There is a fairly simple explanation to this defiance. Eating Disorders are silent illnesses. Because there is so much stigma surrounding them, those who are affected feel the need to closet their troubles in order to evade judgement, derision, and humiliation. When was the last time you heard someone openly talking about Eating Disorders (besides me)? When was the last time you witnessed public and government officials addressing the spread of Eating Disorders? When was the last time you saw mass communicators, television producers, and social media gurus speak about Eating Disorders and their life-threatening impacts? I would say, not too often. Would you agree?
I am not dismissing society for neglecting these issues: there is no doubt that it is, in fact, publicizing and trying to combat the obesity epidemic, often brought by Binge Eating Disorder. But, how about anorexia? How about bulimia? How about the Eating Disorders not otherwise specified? There are so many cases of the aforementioned yet there is such a lack of openness and publication about them. It should, therefore, not be a surprise that individuals touched by anorexia, bulimia, and/or EDNOS (Eating Disorders not Otherwise Specified) feel as though they are alone – as though there is no one else in their shoes, going through the same pain, struggles, and embarrassments.
I am a strong proponent of educating about and spreading awareness of Eating Disorders on a national front because more people – especially those who are affected – need to know that they are not alone. When I started treatment, I genuinely believed that I was the only human being experiencing both anorexia and bulimia at the same time; however, I was wrong.
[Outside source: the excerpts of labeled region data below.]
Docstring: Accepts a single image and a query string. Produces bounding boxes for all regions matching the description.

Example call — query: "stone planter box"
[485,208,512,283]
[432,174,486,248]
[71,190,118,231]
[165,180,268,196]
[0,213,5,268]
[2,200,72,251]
Treatment taught me that there are thousands of people just like me, suffering with these two illnesses simultaneously. I remember the relief I felt after learning this simple yet momentous fact. It was a relief I could never recapture and one that helped me establish my goals of educating and spreading awareness.
If more people knew about the ubiquity of Eating Disorders and about their serious and death-binding symptoms, perhaps my urges of seeking help and opening up would be adhered to. Perhaps an Eating Disorder victim would listen to my advice and find the strength to battle his or her affected persona.
Until then, however, all I can do is approach, make kind suggestions, and hope that the sufferer hears my words.